Crossing his arms he glanced at his mother, anger diffusing a little at the sympathetic look on her face, "You're not angry?"
"How could I be upset when you're obviously so unhappy?" she reached out, wrapping an arm around his shoulders, "I'm sorry I never noticed, Kaoru. I always treasured your wings as a gift, but you never did ask for them and its your choice who you show them to."
He shivered when he felt her fingers on the feathers, "They make special covers. we can get you a pair or two. I just wished you'd come to me before you'd collapsed."
Kaidoh blushed, "I just wanted them hidden!"
His mother laughed, "I know, sweetie. We'll get you some covers and I promise by next year your classmates won't remember you had them."
"Well, maybe not completely. White wings are pretty special."

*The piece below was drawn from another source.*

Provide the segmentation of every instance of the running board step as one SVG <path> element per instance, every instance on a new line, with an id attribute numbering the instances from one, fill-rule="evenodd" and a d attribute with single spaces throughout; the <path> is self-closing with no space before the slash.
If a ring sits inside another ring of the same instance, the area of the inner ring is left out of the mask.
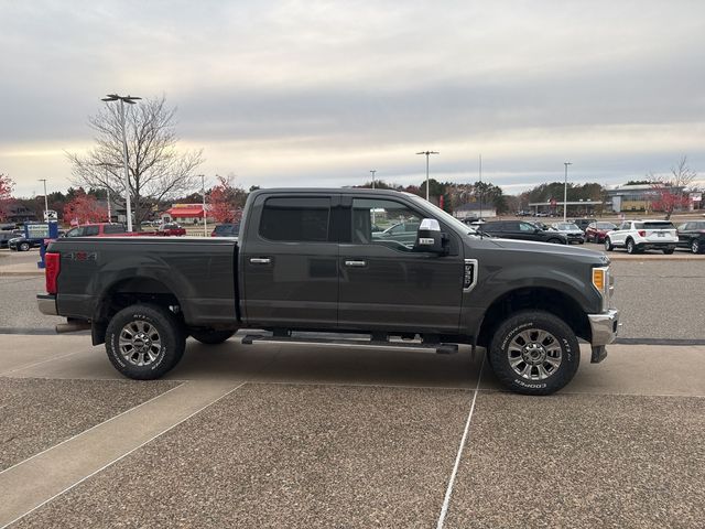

She smiled gently at him, picking up the length of fabric he'd used, "But we can look into sending you to a different middle school then the one everyone else is going to. I know there are a few in the area but all of the parents have the same one recommended to them anyway. Now what should we do with this I wonder..."
Raising one thin eyebrow she lifted it to his head. Kaidoh blinked up at her, confused, "What good is it? It was just left over, right?"
"I'm sure we can find some use for it. Just leave everything to me, Kaoru," Giving him a quick peck on the cheek which he wiped away quickly she stood, taking the green cloth with her. He remained on the sofa for a few minutes, reaching back once to touch his wings before heading off to his room to get his homework done. The next day when he got back from school his mother had left two sets of wing coverings on his bed, along with a new green bandana.
1) This is my first time writing for PoT so please be gentle
2) This story will eventually be Inui/Kaidoh. Trust me, it will get there
3) I have no idea how Japanese school systems work
4) This is just a plain Wing!verse fic. They're not angels... everyone just has wings.